Programming is basically an exercise in being relentlessly precise and logical so it seems a bit odd that it should be associated with verbal ability but it seems to be. My strengths too  are mostly verbal rather than mathematical and I almost got to the stage where I could write FORTRAN in my sleep.  FORTRAN dreams?  They can happen, though they don't lead to usable code

But the point is that a computer language is a language, if I can be tautological. A language like FORTRAN or C is a way of talking to a computer and telling it to do things -- so that is how it seems to work.  The commands in a computer language are in fact mostly in English:  DO, IF, SWITCH, WRITE etc.  It's a reminder that computers are another great gift to the world from the English-speaking people -- people whom the Left scornfully refer to as "Dead white males".

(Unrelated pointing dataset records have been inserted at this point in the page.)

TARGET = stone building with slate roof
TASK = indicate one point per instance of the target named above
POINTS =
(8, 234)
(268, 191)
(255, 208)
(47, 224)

So the lad was derailed for 8 years by good teachers. He spent 8 years doing something that was hard for him and which led nowhere -- but needed only one year of studies to reach his Elysium.  He could have reached it much earlier.

1 comment:

  1. We might disagree here, John. I accept it seems unrealistic to say so, but I do believe that such experiences in life are worth it, event if the worth isn't evident till later, or if the worth is something learn or acquired that is different to what one might have first expected. Life's path is made of stepping stones, and we usually don't realise the significance of those stepping stones until retrospect, and then we look back at where we have been and what we learnt along the way, and how it brought us to where we are with our current knowledge and understanding. All experiences contain lessons on life. When we learn to extract the lesson from the experience, and are thankful for those lessons too, then it all becomes beneficial and part of a learning and growing process. I am not being idealistic here. I could provide hundreds of case examples from mine and other people's lives to demonstrate that great growth and learning can come from the most unpleasant experiences and seeming wastes of time, providing one has a healthy heart and attitude towards truth, life, and freewill and its ability to learn, and towards others. I am a rare case, a conservative clinical counsellor, who unlike my feminist-leftist colleagues who treat society as a farm on which they seed, cultivate and harvest resentment and victimhood, I do not. And I have steered away from mediocrity too, preferring to work in many of the most extreme fields with the extreme cases (which my chicken hearted leftist colleagues are only too willing to let me do) and so being able to view all the angles on things that occur in people's lives, and extracting the learning, growth and relevance from them has become a skill of mine. I expect that in time the young man, if he has a healthy heart and a clear mind, will come to see the benefits that his eight years studying mathematics in university has provided him with. I also expect the lessons and skills acquired from the experience will combine with further lessons to provide his with composite understandings and skills. That is how life works, if we can see it.